Where I was trying to go with this, is that if you learn where we have integrated a lot of Jewish customs/traditions into our faith, perhaps it could help you to explain to your family. Knowledge is huge power, but you may need to wait until you know it all 🙂

I would really rec. the book, “The Lambs Supper” by Scott Hahn for a full explanation of the mass. Scott Hahn also has a book, “Rome Sweet Home” which is excellent but it’s more about a protestant/Catholic conversion… still a lot of great background and info in there though!

The biggest thing, is to really pray that God opens you to the path he is laying before you, whatever that may be. Pray for the knowledge to understand and be open to his will… and you won’t go wrong.

Some of my friends have been through “hell” and back in dealing with their family and becoming Catholic, but prayers and knowledge (along with time) go a long long way. If it was me, I would wait until after my RCIA and I was firmed in my belief that I would indeed be baptized into the Catholic Faith…. 

Post # 9
Member
350 posts
Helper bee
  • Wedding: January 1991

I’m the most pro-Catholic person you’ll ever meet, but based on this…

“Although I’m not converting for him, I am converting because of him, meaning I would have no reason to go against my family and convert if I wasn’t with him.”

and this…

“Converting for love – your man vs. your family”

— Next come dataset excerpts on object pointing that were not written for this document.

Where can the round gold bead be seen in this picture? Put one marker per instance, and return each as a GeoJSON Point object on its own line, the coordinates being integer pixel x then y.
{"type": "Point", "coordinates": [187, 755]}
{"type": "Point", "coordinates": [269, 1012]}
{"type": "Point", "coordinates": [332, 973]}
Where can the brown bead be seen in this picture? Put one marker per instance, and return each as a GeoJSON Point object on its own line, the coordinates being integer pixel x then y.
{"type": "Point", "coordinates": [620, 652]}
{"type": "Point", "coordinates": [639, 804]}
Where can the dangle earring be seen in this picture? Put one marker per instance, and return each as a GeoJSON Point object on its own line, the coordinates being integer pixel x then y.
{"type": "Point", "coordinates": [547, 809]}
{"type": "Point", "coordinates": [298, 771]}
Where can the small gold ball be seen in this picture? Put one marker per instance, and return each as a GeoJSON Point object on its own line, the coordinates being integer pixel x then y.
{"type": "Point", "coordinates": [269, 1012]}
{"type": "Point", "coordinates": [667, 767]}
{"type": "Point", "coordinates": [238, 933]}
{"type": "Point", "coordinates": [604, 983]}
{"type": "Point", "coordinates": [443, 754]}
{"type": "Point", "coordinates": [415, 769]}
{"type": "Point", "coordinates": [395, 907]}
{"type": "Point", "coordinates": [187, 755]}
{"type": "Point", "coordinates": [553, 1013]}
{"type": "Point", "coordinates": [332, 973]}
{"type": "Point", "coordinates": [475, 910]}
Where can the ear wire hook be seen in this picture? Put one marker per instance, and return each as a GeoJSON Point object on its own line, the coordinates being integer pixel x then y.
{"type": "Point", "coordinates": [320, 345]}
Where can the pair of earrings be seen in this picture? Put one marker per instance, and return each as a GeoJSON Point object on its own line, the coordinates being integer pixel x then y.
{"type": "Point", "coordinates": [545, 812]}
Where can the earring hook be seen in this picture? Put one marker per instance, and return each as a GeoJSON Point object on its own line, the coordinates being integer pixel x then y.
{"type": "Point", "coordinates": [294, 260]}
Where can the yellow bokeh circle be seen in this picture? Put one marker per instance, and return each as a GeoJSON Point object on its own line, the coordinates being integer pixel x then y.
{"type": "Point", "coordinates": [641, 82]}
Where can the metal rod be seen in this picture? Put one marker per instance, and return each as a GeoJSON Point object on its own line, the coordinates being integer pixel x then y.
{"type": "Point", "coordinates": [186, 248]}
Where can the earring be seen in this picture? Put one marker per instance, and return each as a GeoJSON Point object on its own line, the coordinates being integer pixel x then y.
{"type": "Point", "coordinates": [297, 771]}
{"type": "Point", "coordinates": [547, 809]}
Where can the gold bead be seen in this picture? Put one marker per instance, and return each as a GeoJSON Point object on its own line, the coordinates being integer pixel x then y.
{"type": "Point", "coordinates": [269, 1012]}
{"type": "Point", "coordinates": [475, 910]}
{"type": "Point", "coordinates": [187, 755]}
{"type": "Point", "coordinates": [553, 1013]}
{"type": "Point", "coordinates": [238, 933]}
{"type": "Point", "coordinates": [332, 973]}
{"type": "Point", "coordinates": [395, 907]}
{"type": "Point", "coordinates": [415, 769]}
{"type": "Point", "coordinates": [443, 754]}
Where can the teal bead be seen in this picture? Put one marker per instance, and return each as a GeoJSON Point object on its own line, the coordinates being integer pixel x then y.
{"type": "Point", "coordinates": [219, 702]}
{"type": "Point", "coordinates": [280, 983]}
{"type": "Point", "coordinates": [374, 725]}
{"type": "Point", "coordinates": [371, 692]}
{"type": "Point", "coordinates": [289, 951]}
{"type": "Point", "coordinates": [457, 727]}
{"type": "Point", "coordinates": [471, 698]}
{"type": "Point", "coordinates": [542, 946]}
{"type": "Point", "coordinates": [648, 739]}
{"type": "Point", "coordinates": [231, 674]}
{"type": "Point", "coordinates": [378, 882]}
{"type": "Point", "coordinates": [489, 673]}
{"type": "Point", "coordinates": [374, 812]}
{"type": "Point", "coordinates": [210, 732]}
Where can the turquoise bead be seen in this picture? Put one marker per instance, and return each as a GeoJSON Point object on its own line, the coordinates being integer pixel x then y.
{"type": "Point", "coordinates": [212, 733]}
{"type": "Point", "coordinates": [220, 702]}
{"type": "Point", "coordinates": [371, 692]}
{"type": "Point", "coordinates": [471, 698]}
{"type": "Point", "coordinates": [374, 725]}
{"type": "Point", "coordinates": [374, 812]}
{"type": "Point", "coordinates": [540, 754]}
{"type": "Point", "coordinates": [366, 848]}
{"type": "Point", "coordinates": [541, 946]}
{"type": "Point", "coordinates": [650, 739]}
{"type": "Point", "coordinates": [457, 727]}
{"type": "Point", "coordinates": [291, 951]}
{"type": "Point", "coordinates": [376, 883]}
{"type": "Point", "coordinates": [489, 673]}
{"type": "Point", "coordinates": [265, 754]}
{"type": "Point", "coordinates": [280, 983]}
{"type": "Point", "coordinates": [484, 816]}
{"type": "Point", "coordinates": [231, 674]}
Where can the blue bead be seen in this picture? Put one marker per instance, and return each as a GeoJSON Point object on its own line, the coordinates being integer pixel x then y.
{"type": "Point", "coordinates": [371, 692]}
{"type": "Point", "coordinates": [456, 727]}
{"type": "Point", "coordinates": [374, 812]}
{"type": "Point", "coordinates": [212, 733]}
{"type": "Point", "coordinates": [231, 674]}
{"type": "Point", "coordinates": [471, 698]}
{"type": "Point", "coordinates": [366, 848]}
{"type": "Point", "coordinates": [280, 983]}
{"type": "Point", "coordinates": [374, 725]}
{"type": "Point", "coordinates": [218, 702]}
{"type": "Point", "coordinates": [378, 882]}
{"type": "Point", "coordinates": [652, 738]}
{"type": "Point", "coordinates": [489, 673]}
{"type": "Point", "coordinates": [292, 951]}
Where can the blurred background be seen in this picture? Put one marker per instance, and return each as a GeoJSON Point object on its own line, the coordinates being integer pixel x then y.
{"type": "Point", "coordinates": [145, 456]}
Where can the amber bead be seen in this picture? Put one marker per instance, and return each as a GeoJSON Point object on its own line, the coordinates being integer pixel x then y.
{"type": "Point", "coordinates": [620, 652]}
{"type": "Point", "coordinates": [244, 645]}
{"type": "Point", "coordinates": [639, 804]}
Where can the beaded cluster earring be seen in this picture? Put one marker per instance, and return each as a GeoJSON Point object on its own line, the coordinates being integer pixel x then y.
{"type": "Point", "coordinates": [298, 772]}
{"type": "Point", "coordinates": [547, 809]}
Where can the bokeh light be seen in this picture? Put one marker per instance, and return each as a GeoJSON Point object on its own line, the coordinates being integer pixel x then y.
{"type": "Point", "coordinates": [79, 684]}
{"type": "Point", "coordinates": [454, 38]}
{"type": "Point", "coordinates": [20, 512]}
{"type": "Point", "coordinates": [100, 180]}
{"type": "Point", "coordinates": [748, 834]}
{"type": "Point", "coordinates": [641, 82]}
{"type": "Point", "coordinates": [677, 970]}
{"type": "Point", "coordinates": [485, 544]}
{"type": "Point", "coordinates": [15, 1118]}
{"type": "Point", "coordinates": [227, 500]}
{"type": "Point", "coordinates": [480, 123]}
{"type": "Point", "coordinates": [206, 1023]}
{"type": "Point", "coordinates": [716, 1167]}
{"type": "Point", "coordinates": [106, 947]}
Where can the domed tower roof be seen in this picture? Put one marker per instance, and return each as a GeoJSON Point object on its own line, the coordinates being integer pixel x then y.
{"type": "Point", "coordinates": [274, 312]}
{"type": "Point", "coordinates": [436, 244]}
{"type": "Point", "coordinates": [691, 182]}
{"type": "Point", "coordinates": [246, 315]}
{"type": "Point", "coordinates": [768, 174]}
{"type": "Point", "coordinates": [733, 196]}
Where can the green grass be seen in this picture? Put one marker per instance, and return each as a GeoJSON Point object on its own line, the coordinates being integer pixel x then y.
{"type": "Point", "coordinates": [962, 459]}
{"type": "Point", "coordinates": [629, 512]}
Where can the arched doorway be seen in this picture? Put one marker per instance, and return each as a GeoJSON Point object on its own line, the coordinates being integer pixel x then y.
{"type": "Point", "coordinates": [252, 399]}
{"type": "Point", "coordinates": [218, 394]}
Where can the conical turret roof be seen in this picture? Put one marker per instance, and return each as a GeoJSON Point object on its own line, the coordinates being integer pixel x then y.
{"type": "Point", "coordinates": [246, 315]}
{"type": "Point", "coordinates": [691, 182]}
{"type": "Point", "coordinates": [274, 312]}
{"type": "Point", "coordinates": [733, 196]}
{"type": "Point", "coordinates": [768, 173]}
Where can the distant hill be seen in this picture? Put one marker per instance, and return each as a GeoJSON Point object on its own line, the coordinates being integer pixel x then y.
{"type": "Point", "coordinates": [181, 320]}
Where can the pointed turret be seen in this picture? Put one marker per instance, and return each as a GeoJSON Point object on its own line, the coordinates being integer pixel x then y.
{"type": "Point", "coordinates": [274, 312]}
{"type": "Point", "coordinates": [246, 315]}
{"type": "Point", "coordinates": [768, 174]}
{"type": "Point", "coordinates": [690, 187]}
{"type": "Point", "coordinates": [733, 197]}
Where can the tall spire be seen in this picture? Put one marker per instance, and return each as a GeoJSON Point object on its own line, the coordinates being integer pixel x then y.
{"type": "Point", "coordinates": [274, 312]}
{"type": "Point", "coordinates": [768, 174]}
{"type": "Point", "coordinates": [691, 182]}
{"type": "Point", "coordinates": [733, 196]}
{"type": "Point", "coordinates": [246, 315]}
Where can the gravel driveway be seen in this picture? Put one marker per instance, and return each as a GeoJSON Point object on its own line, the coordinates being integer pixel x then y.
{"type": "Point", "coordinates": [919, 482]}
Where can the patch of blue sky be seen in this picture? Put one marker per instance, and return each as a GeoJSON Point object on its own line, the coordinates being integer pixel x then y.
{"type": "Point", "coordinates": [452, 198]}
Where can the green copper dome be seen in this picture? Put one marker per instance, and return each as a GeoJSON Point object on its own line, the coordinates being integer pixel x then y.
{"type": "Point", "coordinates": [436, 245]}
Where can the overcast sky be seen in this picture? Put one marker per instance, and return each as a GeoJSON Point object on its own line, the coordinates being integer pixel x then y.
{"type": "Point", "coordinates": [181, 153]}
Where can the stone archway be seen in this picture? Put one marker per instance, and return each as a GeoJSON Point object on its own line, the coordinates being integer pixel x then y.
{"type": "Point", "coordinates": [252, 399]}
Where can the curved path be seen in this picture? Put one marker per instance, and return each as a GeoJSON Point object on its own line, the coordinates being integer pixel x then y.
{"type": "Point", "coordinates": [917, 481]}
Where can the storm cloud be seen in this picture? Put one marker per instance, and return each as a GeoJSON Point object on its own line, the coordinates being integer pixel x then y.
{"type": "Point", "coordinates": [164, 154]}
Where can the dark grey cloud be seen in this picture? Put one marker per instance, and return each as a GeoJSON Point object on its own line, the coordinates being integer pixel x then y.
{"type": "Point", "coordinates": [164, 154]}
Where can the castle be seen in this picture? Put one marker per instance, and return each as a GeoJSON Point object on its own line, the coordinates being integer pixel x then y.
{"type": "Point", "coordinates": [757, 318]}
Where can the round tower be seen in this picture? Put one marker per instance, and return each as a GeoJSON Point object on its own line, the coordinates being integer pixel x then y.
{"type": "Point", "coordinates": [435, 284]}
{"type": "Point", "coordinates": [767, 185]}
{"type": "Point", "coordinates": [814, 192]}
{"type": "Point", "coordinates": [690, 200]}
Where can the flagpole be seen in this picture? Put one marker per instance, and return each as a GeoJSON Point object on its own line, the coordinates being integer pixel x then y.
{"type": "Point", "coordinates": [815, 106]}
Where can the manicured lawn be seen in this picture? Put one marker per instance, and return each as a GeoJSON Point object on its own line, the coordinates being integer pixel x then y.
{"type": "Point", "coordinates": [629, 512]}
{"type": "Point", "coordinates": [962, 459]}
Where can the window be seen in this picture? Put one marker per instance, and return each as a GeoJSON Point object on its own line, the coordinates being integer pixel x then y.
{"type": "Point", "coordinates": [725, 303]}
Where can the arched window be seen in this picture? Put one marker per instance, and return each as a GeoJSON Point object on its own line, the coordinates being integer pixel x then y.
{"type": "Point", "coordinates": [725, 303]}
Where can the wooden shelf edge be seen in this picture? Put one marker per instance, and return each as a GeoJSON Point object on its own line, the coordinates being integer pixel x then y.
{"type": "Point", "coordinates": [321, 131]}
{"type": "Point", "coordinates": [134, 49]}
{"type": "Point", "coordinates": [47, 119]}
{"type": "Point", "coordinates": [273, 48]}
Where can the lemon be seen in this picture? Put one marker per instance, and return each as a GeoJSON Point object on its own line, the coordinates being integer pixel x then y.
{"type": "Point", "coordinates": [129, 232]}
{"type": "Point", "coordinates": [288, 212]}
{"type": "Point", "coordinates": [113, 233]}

I would strongly urge you to think through things a little more.  If your Fiance left you right now, would you still convert?  If not, don’t do it.  Eventhough your family is opposed, unless you love Jesus so much that you’d convert no matter what obstacle was thrown at you – even death as in the case of the early Christians – don’t do it. 

Post # 11
Member
10366 posts
Sugar Beekeeper
  • Wedding: September 2010

I really don’t understand the whole “converting for marriage” thing. I mean, you either believe that Jesus is the son of god or you don’t. I don’t understand how marrying someone who is Catholic when you are Jewish magically changes your entire belief system? It always seemed to me that people do this to be “on the same page”, but it really looks like people who do that are just going through the motions because it’s expected that the couple have the same belief system. You shouldn’t be converting if all you want is a church that feels “comfortable”. It should be because you wholeheartedly believe in what the church stands for/espouses. (This coming from an Atheist from an Episcopalian family married to another Atheist of Jewish decent). I’m a big believer in not faking it – I think it is really disrespectful to join a church if you don’t fully believe.

Post # 12
Member
7695 posts
Bumble Beekeeper
  • Wedding: August 2010

I think the biggest thing that jumps out to me is that you havent yet said whether you believe that Jesus is the son of God. If you dont believe so, how can you convert to Christianity of any denomination? Converting isnt about being able to celebrate holidays, its about beliefs. My husband is Jewish and I have strongly considered converting because I have always identified with the Jewish faith and I do not believe that Jesus was the son of God. That conversion would make sense, but Im not so sure about yours. Im sure you would go through a long and in depth process where you would have to ask yourself these questions….but its just something to think about!

Post # 14
Member
13 posts
Newbee
  • Wedding: July 2011

I say follow your heart.  Religion is a personal thing, and your family loves you and will come around.  Even if they are initially upset. 

Post # 15
Member
1315 posts
Bumble bee
  • Wedding: May 2011

As a lapsed RC marrying another – and we are still unsure about a church wedding – I have no extra info to help you, but I do wish you all the best.

Post # 16
Member
1645 posts
Bumble bee

@cosmo1: Well if you believe that then you believe that! But THAT was, I think, the huge selling point to everyone here.